The most apparent lesson from this failure episode—don’t teach the wrong things—is not exactly insightful. But I think the experience of that failure also gave me a lot more grace for other teachers—including those who have taught me, teach alongside me, and will teach after me.
Like all of us, I also have more personal stories of failure in my relationships with other people. Those are better shared in smaller, less public settings. But they are worth sharing. Normalizing personal as well as professional failures is normalizing what it means to be an imperfect human being.
Of course, it’s far easier to share failures when you have some distance from them or when you have overcome or otherwise addressed them. The failure stories I’ve shared here are all in the distant past. Jancee Dunn’s story about her lonely book reading may still be a painful memory, but there’s undoubtedly some consolation that she’s writing about it in the New York Times.

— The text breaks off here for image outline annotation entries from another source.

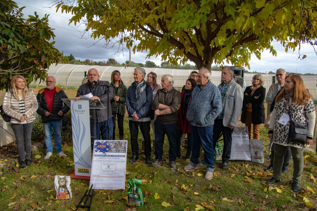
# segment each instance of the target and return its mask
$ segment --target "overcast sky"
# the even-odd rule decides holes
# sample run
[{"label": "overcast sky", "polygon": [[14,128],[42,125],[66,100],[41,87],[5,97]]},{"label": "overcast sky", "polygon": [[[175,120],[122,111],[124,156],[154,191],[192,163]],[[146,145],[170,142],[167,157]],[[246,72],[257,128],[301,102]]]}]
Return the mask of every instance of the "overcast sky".
[{"label": "overcast sky", "polygon": [[[16,2],[20,7],[26,7],[23,11],[26,17],[27,17],[28,15],[34,15],[35,11],[36,11],[40,18],[45,14],[50,14],[49,24],[52,28],[55,29],[54,33],[56,37],[55,39],[55,43],[54,46],[61,52],[62,51],[64,55],[68,56],[72,54],[76,59],[80,59],[81,61],[89,59],[98,62],[107,61],[108,59],[112,58],[122,63],[129,60],[128,51],[124,50],[123,52],[117,53],[118,49],[116,47],[107,49],[104,47],[105,44],[102,41],[94,45],[97,40],[90,38],[88,34],[85,35],[86,39],[80,38],[81,35],[77,30],[82,30],[84,26],[76,28],[73,24],[68,25],[68,20],[71,15],[69,14],[62,14],[60,10],[56,13],[54,7],[51,9],[48,8],[50,6],[50,3],[53,1],[54,0],[18,0]],[[275,71],[277,69],[283,68],[290,72],[317,73],[316,62],[317,56],[311,47],[308,45],[302,45],[301,54],[306,54],[307,57],[301,60],[297,59],[299,56],[298,50],[294,53],[289,50],[286,53],[279,43],[273,43],[273,46],[277,52],[276,57],[272,56],[268,51],[262,53],[261,60],[252,55],[249,62],[251,71],[265,73],[270,71]],[[136,53],[131,55],[131,60],[144,64],[146,61],[149,60],[158,65],[160,65],[162,62],[160,57],[146,59],[147,54],[146,52]],[[193,63],[191,64],[194,64]]]}]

I don’t think there’s any recipe for when, with whom, or how to share failure stories. But I do think we should be sharing them, and learning from them.
In the World
This week’s recommendation is Henry Petroski’s To Engineer Is Human: The Role of Failure in Successful Design. Professor Petroski was one of my teachers at Duke, where I majored in civil engineering. We read parts of this book in one of my classes with him.
Petroski explores some of the most infamous engineering design failures, including the collapse of the walkways at the Kansas City Hyatt Regency Hotel in 1981 and the destruction of the Tacoma Narrows Bridge in 1940. One of the book’s takeaways is that “behind every great engineering success is a trail of often ignored (but frequently spectacular) engineering failures.”
It’s a lesson applicable to all walks of life.
Thanks for your vulnerability. It's an example for others, myself included.